Senior Fellow Peter Swire Testifies at Senate Hearing


FPF Senior Fellow Peter Swire testified as part of today’s Senate Hearing on the “State of Federal Privacy and Data Security Law: Lagging Behind the Time.” The Hearing, held by the Subcommittee on Oversight of Government Management; the Federal Workforce; and the District of Columbia, aimed to address the privacy-related challenges facing federal agencies today.
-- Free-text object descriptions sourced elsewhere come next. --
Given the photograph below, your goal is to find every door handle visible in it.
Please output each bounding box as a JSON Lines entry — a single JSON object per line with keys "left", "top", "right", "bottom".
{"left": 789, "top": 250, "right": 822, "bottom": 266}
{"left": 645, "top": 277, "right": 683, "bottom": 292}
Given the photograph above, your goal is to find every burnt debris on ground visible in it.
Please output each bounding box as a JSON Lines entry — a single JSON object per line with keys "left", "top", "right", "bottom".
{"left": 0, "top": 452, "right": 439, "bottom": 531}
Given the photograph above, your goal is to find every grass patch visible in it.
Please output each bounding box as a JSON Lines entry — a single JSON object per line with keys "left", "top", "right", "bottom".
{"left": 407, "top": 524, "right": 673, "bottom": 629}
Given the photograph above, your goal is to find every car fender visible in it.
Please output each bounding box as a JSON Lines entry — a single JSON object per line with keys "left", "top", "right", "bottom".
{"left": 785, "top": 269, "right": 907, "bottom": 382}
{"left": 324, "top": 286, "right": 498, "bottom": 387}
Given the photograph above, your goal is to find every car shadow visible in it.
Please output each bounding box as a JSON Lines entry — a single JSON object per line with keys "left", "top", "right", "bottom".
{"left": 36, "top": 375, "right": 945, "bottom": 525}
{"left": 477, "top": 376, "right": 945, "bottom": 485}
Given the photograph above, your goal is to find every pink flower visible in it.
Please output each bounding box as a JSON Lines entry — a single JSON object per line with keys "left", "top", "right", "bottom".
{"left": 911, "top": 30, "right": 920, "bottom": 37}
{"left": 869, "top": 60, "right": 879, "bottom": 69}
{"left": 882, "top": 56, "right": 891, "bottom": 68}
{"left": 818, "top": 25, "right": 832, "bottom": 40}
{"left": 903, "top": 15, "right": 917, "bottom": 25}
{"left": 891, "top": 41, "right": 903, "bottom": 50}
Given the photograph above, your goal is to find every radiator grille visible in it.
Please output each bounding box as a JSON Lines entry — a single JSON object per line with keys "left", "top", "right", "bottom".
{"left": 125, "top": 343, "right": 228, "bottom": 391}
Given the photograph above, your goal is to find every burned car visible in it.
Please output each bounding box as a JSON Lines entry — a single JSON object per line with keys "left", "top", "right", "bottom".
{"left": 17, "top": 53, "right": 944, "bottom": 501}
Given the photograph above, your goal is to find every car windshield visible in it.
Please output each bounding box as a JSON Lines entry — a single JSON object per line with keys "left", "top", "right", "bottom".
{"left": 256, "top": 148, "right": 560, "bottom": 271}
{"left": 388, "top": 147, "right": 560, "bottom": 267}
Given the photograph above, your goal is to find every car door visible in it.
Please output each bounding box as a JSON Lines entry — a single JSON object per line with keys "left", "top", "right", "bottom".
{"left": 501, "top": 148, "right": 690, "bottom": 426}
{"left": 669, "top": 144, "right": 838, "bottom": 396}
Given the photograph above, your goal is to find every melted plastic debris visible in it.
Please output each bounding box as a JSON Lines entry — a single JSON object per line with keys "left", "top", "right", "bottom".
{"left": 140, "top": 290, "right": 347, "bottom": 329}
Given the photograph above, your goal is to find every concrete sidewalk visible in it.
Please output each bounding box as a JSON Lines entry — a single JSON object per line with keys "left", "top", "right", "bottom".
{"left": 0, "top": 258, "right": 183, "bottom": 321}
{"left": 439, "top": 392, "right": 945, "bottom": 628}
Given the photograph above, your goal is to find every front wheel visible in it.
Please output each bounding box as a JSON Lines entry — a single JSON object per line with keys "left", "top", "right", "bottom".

Professor Swire’s testimony focused on four key proposals to help the government address various privacy concerns:

  1. The Senate Should Promptly Confirm the Five Nominees for the Privacy and Civil Liberties Oversight Board.
  2. Congress should create a federal Chief Privacy Officer by statute, to improve coordination of privacy policy across federal agencies.
  3. There is an important loophole in the Privacy Act, but the problem can best be addressed by changes to the E-Government Act.
  4. The oversight process should focus more attention on the line between identified and de-identified data in federal agencies.
    1. Professor Swire is working with the Future of Privacy Forum this year on identifying good practices for de-identification in the online setting

Professor Swire’s full testimony is available here.

Peter Swire is the C. William O’Neill Professor of Law at the Moritz College of Law of the Ohio State University.  In 1999, he was named Chief Counselor for Privacy, in the U.S. Office of Management and Budget.  In that role, he was the first (and thus far the only) person to have government-wide responsibility for privacy policy. As Chief Counselor for Privacy, he worked extensively with the Privacy Act of 1974, helped institutionalize the practice of Privacy Impact Assessments for federal systems, and addressed many other privacy and cybersecurity issues affecting federal agencies. Since then, Professor Swire has continued to write and speak extensively on privacy and security issues.